The Investment Outlook
Nordstrom (NYSE:JWN) has recently undergone significant changes in its business model, setting the stage for a potential turnaround. These changes have paved the way for Nordstrom to achieve profitability and have beaten analysts’ expectations in the past two quarters. Key structural improvements include enhanced rack performance, improved inventory productivity, and optimized supply chain capabilities.
Despite recent lows in its stock price, primarily driven by concerns over the recession and Nordstrom’s position in the discretionary spending sector, we believe the current dip presents an excellent opportunity for patient investors.
Operational Challenges Faced by Nordstrom
The COVID-19 pandemic presented inventory challenges for Nordstrom in 2020, leading to store closures and actions such as order cancellations and inventory reduction efforts. As restrictions eased in 2021, supply chain issues hindered restocking efforts. Coupled with a deceleration in demand, Nordstrom found itself with excess inventory to clear in 2022. In 2023, interest rate increases resulted in decreased consumer spending, impacting Nordstrom and other retailers.
While these challenges may suggest that Nordstrom’s business model is not entirely adaptable to changing environments, it is important to acknowledge the significant changes Nordstrom has made since the pandemic to prioritize profitable growth.

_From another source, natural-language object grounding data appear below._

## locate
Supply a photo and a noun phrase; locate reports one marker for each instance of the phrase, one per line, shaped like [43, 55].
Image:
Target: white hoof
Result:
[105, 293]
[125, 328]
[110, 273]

A Promising Business Turnaround
Nordstrom has undertaken various growth initiatives in the past decade, but many of these failed to yield significant returns. However, the pandemic prompted a shift in focus towards profitable growth and the core strength of offering sought-after premium items. Nordstrom exited the Canadian market and discontinued the Trunk Club business, redirecting efforts towards sourcing premium brands for its rack stores. The recent earnings reports indicate that Nordstrom’s business operations are on a path to recovery.
The latest Q2 earnings report showcased Nordstrom’s ability to enhance profitability even with declining sales. The rack business has shown improvement, and the strategic transformation of incorporating more premium brands into their rack stores has contributed to Nordstrom’s recovery.
Entering the second half of 2023 with a healthy inventory, Nordstrom is well-positioned to capitalize on the opportunity for expanding gross margins. Our analysis suggests that Nordstrom holds a potential upside ranging from 2X to 3X its current market value.
Risks and Conclusion
Operating in a fiercely competitive retail landscape requires strong management execution. Nordstrom’s inventory management discipline and ability to adapt to changing consumer demand will be crucial.
High Interest Rate Environment
The high interest rate environment poses a challenge to Nordstrom’s turnaround strategy. The management’s focus on inventory execution and mitigation of delinquency rate impacts will be essential to navigate this obstacle.
Despite these risks, Nordstrom’s potential for recovery and its current dividend yield make it an attractive investment for patient shareholders.